You can get the sources from GitHub: https://github.com/xfce-mirror/xfce4-sensors-plugin I have also posted a bug on the gentoo bugtracker: https://bugs.gentoo.org/653964 As mentioned there, I guess the fix for the segfault comes with this commit: https://github.com/xfce-mirror/xfce4-sensors-plugin/commit/f9904f1771b6538ca4b2f7e81b51ef1d8a6fdc6f You can try that as a patch against 1.2.98.
Ah, ok - I found the mirror myself, but I didn't realise it was that up to date - I checked for a 1.3 alpha release, and there isn't one, but since you've identified the commit, I'll give it a go as a patch. Thanks!
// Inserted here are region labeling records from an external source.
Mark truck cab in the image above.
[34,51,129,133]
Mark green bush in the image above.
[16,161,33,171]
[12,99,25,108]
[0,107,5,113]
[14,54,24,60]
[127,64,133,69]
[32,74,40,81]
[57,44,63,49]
Re-assigning to the sensors plugin.
famine, I can only care when being the receiver due to complete information in the bug data. Simon cared for it now, so thanks. Will make a release soon, I guess. For the future, please do always remember to provide version information, i.e, sensors plugin 1.2.98 in your case. Frequently, people reported already closed bugs again ... And as noted in the commit message, this fixes 2 already existing bugs ...
Release 1.3.0 is out now; with not all the code cleanup I had initially intended, but due to this bug the release seemed really necessary.